Detecting dipolarity of the geomagnetic field in the paleomagnetic record.

Recovering the geomagnetic field strength in the past is key to understanding deep Earth dynamics and detecting potential geodynamo regimes throughout the history of Earth. To better constrain the predictive power of the paleomagnetic record, we propose an approach based on the analysis of the dependency between geomagnetic field strength and inclination (angle made by the horizontal with the field lines). Based on the outcomes of statistical field models, we show that these two quantities should correlate for a wide range of Earth-like magnetic fields, even with enhanced secular variation, persistent nonzonal components, and severe noise contamination.
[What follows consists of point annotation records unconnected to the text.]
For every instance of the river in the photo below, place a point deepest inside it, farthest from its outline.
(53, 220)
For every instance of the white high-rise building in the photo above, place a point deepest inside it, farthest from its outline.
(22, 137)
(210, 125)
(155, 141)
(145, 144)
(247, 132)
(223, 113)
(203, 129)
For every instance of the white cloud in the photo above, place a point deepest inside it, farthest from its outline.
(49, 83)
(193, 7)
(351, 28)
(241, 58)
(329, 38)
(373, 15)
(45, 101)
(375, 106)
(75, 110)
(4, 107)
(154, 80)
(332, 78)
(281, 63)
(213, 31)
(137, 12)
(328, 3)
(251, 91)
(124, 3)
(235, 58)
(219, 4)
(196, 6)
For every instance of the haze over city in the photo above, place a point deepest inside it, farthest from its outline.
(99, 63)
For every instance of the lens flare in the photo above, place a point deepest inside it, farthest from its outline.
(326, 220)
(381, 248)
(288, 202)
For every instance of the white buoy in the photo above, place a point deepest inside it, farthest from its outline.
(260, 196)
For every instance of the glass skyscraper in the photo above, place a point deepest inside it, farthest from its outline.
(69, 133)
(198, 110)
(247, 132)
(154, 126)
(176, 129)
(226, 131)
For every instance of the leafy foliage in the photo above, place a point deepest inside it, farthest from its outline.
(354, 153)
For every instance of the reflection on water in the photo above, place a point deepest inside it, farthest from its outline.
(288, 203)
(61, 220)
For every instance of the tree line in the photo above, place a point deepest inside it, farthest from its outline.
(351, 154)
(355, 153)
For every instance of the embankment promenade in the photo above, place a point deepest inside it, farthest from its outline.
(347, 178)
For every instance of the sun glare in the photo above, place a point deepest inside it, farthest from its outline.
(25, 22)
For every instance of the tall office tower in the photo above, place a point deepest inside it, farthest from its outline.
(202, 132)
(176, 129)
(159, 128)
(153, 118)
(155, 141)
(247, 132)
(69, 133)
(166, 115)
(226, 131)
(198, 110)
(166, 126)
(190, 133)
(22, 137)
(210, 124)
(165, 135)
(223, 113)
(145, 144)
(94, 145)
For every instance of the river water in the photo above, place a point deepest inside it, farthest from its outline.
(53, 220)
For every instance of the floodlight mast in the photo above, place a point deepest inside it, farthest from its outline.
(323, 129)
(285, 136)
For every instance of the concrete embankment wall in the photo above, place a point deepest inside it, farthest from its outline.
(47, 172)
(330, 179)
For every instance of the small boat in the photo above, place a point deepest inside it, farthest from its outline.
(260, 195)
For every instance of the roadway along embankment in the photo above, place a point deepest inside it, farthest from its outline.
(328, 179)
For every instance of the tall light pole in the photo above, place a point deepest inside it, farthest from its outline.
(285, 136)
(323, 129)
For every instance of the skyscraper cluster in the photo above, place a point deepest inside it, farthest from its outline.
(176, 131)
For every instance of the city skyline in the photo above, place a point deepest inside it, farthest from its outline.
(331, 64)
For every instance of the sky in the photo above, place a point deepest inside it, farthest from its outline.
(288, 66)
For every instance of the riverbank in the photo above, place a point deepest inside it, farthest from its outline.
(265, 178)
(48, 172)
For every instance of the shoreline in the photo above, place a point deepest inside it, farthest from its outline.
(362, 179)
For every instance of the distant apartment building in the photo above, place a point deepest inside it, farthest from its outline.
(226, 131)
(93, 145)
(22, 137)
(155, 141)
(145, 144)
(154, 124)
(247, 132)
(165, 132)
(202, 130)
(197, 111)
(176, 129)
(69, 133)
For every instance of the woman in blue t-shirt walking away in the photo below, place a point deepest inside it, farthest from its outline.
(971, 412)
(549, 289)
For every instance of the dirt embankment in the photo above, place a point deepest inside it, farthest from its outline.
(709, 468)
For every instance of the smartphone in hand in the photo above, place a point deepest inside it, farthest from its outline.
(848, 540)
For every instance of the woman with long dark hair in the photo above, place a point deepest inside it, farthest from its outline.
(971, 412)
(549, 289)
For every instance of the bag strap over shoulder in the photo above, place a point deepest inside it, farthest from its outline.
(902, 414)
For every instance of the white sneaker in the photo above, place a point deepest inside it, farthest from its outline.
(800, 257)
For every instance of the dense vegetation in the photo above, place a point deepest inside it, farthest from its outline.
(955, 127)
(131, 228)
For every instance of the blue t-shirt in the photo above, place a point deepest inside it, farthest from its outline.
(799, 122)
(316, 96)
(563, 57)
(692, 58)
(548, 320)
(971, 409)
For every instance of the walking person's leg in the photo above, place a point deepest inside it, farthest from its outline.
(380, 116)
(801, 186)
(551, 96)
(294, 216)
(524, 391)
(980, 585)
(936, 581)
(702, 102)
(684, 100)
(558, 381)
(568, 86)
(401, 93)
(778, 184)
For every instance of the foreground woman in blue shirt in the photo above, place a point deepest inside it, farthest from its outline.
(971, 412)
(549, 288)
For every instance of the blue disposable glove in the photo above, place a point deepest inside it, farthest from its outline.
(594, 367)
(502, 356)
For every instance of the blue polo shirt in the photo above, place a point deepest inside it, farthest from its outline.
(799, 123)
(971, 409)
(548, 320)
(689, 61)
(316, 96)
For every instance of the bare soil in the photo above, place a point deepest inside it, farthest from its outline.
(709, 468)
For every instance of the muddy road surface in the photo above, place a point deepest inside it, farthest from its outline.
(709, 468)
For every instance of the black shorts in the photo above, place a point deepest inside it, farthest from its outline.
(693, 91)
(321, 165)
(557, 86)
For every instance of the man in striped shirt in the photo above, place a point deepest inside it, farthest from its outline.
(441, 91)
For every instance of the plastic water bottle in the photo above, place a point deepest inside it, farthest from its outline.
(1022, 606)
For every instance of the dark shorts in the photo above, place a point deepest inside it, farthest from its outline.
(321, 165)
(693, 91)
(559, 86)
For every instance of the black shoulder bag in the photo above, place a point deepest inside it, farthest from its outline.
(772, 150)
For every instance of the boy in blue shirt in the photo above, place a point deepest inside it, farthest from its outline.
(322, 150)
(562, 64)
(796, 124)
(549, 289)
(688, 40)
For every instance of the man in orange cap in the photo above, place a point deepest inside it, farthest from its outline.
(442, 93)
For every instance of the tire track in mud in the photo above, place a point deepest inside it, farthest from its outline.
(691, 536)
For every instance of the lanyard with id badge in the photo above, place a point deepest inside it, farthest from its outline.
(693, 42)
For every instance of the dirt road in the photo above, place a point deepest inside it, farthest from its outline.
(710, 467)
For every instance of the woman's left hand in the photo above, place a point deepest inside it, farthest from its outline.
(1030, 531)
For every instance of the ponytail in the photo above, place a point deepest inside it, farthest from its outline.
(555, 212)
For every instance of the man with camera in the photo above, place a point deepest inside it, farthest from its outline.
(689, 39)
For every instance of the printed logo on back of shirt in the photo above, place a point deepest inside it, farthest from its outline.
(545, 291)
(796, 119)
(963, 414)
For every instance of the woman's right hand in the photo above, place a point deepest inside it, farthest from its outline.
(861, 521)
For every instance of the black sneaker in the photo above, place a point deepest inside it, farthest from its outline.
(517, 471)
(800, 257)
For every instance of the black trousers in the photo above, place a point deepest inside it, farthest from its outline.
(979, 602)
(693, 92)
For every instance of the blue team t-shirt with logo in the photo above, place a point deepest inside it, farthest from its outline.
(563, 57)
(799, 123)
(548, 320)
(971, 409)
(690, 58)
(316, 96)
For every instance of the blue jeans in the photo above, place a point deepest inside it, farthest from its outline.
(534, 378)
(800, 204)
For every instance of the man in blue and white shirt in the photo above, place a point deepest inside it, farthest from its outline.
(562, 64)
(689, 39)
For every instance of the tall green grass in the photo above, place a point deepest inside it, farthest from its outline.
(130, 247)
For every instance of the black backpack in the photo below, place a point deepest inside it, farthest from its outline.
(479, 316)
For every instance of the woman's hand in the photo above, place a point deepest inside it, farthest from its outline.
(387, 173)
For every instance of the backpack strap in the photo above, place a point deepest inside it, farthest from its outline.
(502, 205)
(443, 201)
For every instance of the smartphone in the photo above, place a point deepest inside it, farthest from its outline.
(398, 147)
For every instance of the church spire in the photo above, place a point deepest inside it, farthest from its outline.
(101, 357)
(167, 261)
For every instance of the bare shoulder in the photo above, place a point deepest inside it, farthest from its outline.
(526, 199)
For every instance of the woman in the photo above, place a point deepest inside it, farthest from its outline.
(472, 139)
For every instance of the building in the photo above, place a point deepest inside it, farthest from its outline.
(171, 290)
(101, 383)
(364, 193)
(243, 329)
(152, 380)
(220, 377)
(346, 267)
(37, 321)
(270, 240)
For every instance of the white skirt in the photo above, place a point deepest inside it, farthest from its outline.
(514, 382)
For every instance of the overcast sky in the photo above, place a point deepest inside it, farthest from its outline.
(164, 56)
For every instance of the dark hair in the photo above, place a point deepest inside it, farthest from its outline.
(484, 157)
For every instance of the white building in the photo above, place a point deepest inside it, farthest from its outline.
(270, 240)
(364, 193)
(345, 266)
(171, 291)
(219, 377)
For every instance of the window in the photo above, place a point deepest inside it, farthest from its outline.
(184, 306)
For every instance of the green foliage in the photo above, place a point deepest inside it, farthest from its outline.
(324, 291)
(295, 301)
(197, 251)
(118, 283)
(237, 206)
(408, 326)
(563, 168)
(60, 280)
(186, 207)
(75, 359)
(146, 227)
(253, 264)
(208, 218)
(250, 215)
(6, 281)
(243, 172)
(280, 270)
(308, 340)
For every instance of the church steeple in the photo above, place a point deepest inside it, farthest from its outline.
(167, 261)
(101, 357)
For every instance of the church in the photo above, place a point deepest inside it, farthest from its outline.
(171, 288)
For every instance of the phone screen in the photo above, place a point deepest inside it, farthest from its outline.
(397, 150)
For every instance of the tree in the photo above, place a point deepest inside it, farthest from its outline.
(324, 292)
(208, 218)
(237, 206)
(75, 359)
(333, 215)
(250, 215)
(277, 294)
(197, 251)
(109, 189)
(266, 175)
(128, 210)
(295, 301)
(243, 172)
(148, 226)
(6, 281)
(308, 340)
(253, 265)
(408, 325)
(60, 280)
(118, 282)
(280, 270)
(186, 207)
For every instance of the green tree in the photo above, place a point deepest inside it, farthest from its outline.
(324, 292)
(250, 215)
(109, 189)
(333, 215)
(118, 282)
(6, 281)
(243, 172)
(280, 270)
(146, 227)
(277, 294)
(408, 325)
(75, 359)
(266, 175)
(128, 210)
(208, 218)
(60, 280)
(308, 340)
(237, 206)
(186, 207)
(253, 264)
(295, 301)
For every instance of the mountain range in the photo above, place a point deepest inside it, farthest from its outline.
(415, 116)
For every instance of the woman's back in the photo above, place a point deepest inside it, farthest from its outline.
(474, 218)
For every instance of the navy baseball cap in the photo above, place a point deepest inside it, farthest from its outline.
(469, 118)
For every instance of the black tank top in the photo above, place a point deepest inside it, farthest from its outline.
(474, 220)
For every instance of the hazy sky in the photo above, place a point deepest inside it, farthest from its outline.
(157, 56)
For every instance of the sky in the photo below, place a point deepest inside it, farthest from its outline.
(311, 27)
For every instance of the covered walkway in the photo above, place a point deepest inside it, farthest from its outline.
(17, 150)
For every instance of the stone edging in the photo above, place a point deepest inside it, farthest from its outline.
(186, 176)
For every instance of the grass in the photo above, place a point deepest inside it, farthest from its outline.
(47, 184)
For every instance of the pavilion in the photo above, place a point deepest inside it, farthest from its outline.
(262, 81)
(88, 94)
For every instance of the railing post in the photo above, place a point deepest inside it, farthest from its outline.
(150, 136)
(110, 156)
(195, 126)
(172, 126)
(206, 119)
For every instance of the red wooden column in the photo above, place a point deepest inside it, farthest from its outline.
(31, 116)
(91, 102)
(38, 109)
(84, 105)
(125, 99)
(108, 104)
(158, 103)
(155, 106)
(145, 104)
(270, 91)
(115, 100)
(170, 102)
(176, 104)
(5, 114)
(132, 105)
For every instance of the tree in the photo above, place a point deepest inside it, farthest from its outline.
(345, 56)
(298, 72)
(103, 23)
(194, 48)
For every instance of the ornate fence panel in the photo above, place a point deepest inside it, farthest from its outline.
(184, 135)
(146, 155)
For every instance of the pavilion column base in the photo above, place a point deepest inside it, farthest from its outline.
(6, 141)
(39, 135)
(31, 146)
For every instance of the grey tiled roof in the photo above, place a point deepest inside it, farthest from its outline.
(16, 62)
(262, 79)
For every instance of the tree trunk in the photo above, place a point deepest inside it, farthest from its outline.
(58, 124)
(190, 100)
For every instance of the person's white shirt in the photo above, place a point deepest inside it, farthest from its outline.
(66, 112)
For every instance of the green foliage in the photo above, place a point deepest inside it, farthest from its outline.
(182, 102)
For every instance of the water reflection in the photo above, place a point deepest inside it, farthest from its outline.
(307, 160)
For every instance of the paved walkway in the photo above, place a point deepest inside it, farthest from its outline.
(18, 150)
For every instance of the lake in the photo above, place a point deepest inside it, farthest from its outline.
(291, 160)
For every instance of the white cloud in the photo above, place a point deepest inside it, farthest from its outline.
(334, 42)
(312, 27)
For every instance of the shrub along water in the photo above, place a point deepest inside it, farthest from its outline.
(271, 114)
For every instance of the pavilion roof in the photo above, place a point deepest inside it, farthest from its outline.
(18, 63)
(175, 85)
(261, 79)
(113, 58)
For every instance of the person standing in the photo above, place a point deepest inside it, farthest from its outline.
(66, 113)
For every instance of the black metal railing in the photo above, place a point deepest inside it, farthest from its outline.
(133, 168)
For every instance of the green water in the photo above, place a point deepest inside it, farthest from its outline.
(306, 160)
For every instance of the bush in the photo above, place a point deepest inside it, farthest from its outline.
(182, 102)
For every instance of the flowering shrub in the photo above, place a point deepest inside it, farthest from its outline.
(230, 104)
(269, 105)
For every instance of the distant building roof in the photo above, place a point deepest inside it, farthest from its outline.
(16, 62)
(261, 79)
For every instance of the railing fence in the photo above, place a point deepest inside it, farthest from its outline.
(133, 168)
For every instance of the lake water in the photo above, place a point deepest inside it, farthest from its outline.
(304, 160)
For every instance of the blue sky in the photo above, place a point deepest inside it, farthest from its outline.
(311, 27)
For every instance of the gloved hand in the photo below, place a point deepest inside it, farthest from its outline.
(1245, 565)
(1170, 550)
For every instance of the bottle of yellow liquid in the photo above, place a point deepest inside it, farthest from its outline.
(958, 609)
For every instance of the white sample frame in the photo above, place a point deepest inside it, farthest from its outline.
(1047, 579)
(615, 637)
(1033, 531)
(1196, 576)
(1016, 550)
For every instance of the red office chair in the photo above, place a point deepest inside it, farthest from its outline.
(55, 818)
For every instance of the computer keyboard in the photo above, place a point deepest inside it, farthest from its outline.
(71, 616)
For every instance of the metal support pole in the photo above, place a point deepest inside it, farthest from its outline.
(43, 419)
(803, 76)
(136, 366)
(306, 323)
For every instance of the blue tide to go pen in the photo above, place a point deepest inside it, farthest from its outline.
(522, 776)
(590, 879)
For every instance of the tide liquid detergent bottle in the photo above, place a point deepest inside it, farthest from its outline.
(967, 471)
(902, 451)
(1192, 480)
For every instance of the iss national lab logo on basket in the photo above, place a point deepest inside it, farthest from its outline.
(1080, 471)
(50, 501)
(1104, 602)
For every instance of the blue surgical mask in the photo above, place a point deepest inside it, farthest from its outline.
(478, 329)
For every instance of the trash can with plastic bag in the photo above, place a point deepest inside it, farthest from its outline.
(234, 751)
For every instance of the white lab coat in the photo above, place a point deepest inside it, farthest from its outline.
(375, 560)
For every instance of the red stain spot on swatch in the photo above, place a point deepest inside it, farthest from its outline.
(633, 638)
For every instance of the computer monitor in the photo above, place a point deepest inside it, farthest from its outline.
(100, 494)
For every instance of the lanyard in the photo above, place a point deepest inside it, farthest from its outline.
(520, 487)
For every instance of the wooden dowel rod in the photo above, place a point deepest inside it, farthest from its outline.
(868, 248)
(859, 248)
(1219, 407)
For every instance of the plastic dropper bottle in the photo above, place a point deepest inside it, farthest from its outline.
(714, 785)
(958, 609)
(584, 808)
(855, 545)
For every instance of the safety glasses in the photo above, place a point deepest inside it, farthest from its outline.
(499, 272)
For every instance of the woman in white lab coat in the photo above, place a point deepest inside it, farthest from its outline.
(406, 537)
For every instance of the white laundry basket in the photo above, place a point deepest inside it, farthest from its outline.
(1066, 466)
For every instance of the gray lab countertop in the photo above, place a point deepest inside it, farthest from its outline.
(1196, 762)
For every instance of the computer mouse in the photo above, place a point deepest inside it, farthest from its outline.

Focusing on the paleomagnetic record, we show that the correlation is not significant for the Brunhes polarity chron, what we ascribe to inadequate spatiotemporal sampling. In contrast, the correlation is significant for the 1 to 130 Ma interval, whereas it only marginally succeeds prior to 130 Ma when strict filters on both paleointensities and paleodirections are applied. As we cannot detect significant variations in the strength of the correlation over the 1 to 130 Ma interval, we conclude that the Cretaceous Normal Superchron may not be associated with enhanced dipolarity of the geodynamo. The strong correlation obtained prior to 130 Ma when strict filters are applied indicates that the ancient field may not be on average so different from the present-day field. If long-term fluctuations nevertheless existed, detecting potential geodynamo regimes during the Precambrian is currently impeded by the sparsity of high-quality data passing strict filters in both paleointensities and paleodirections.